Que l'on soit pour ou contre la déviation de Beynac, les avis se font rares. Les commerçants partagent leur point de vue, mais hésitent à s'impliquer dans le débat. Un restaurateur du coin, Alain, commente : "Je pense que c'est une bonne décision, on ne peut pas rester dans cette impasse éternelle. Il faut que les choses avancent !" Sa réaction contraste avec celle de plusieurs autres, qui incitent à la prudence.
Christine, une retraitée vivant près de la départementale, exprime ses préoccupations face à des vibrations causées par le passage régulier des camions. "Il y a des démarches en cours, je reste optimiste, mais je doute que cela aboutisse rapidement. Nous en parlons depuis des années, et rien ne progresse," dit-elle en espérant une amélioration.
Les commerçants hésitent à s'exprimer
Dans les rues, le sentiment général est que le débat crée des divisions parmi les habitants. Les commerçants, bien qu'ayant des opinions diverses, choisissent souvent de rester dans l'ombre, craignant d'envenimer la situation. Selon certains témoignages, cette situation aurait même poussé des clients à éviter certains commerces.
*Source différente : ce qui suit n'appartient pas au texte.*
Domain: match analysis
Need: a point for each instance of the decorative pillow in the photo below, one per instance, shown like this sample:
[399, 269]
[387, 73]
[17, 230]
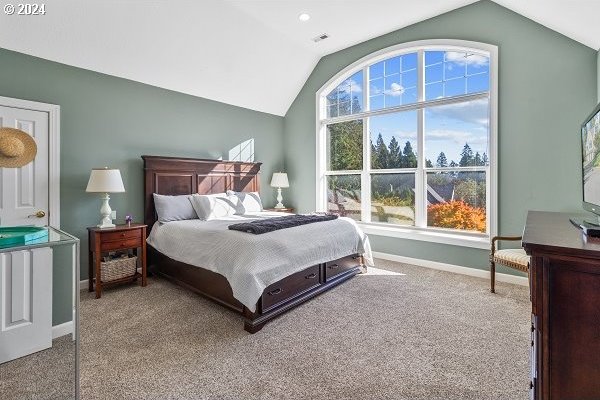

Simultanément, les travaux de démolition relatifs à un ancien projet de contournement ont récemment débuté, provoquant l’étonnement des habitants. Josiane, une résidente, s'interroge : "Est-ce bien raisonnable de détruire ce qui a coûté cher pour peut-être reconstruire derrière ?" Son mécontentement reflète l’inquiétude que beaucoup partagent face à un avenir incertain.
Le président du Département de la Dordogne, Germinal Peiro, a informé ICI Périgord que la démolition sera achevée d'ici fin octobre. Les délais concernant la décision de la cour administrative d'appel sur les recours restent flous. Cette incertitude ne fait qu'accentuer le sentiment d’incompréhension et de frustration au sein de la communauté, déjà meurtrie par des années de débat autour de la déviation.